Obviously in your "world", Model-Hurtz equals performance. <ggg>
What do the technical people know ... Let marketing set us all straight. <ggg>
Pretty sad, IMHO.

Make It So,
Yousef



To: pgerassi who wrote (70354)2/4/2002 6:31:05 PM
From: dale_laroyRead Replies (2) | Respond to of 275872
 
>I did not see Jerry Sanders ever say that Barton would be slower than NW (link please) although he may have said that Intel so believes, to their horror when it does not pan out (do not confuse clock speed not matching with performance not matching.<

Jerry didn't actually state that Barton would be slower than NW. What he stated was that Athlon could not keep pace with P4. Whether or not the fastest Barton is or is not higher performance than the fastest Northwood, there can be little doubt that with the bus speed rising by 33% over Willamette versus a possible 20% increase in bus speed for Barton over Palomino, combined with a doubling of the L2 cache size of Northwood versus Willamette and Barton having the same L2 cache size as Palomino, Northwood will be at the very least a more worthy challenger to Barton's performance crown than Willamette is to Palomino's performance crown.

>The former I could believe, but, a 3.3GHz Palomino would beat a 3.8GHz NW more than a 1.67GHz Palomino beat a 2.2GHz NW.<

Probably true, but there is a higher probability of NW hitting 3.8 GHz than Palomino(or even Barton) hitting 3.3 GHz.

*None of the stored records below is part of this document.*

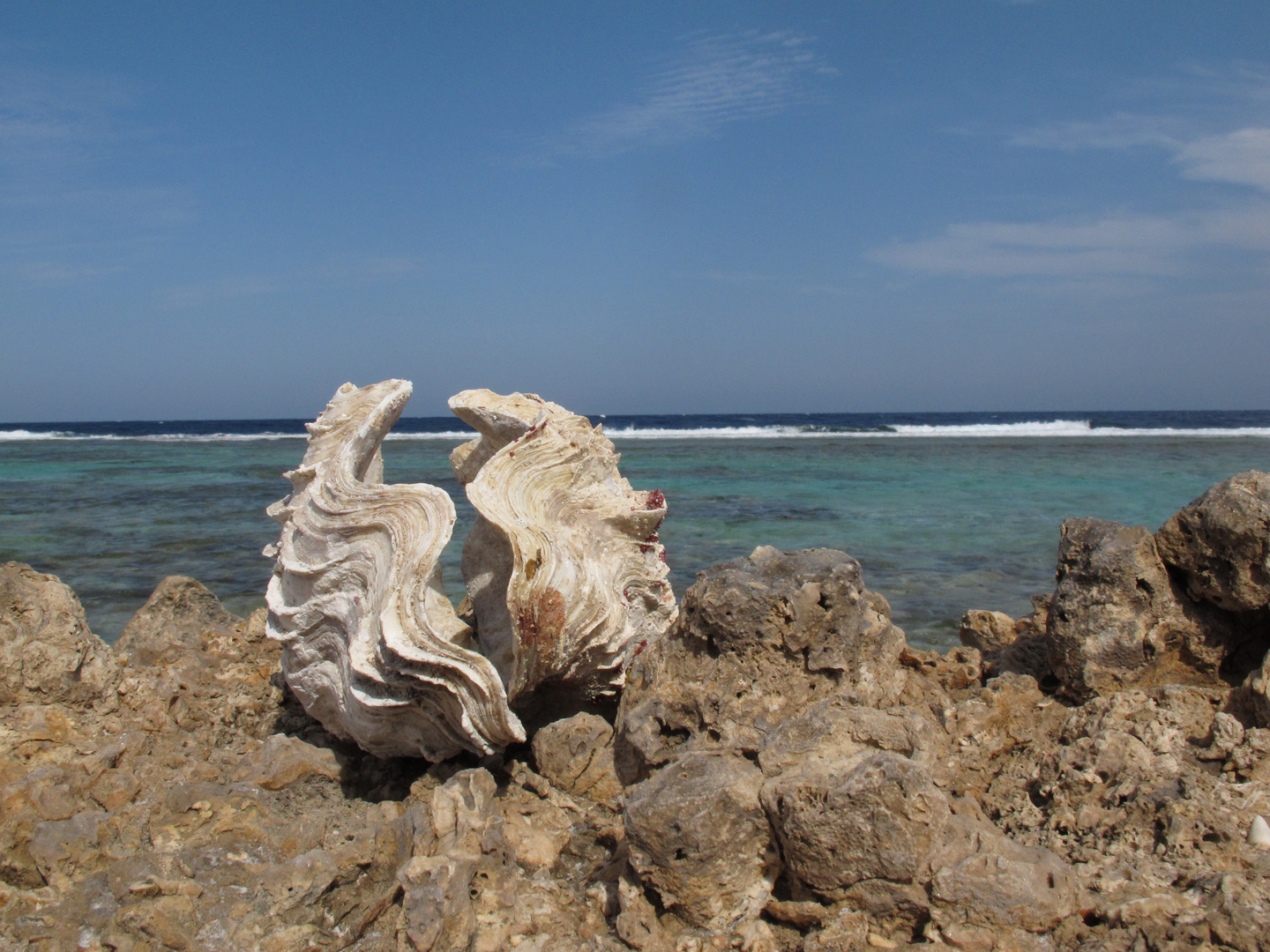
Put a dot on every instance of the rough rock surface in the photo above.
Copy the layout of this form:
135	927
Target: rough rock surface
577	755
700	837
757	640
1117	620
987	631
182	611
1221	544
48	654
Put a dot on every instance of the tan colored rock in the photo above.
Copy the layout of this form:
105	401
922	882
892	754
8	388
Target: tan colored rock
698	834
846	932
868	816
48	652
987	631
1000	882
536	829
437	909
181	611
831	730
1221	544
577	755
757	641
1117	621
282	761
564	568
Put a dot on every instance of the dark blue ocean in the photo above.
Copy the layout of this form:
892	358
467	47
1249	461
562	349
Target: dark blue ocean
946	512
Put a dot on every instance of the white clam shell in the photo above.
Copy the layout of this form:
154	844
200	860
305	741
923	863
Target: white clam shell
371	645
563	566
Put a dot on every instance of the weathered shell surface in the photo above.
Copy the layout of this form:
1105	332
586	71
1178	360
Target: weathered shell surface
371	645
563	566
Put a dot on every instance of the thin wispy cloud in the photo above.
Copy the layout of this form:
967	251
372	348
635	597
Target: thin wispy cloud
1125	244
351	271
70	202
716	80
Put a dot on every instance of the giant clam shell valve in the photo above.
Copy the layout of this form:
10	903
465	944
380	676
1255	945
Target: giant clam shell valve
564	570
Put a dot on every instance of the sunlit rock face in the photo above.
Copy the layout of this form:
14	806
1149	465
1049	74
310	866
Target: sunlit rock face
564	568
371	645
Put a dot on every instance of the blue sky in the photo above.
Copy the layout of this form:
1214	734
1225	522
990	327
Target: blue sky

>But if Clawhammer is 50% faster than Barton at same speed and roughly same die size, why not go completely to Clawhammer?<

I believe this is the plan. Clawhammer will be aggressively priced. The peak clock rate for Clawhammer should run about 20% higher than the peak clock rate for Barton, and just as AMD charges roughly the same for the highest clock rate Duron as the same clock rate Athlon, AMD will probably charge the same for the highest clock rate Barton as the same clock rate Clawhammer. Then, in mid-2003, AMD will introduce the value segment Hammer, effectively killing off the desktop Barton. Duron will still occupy the value segment, but Athlon will effectively be history by the end of 2003.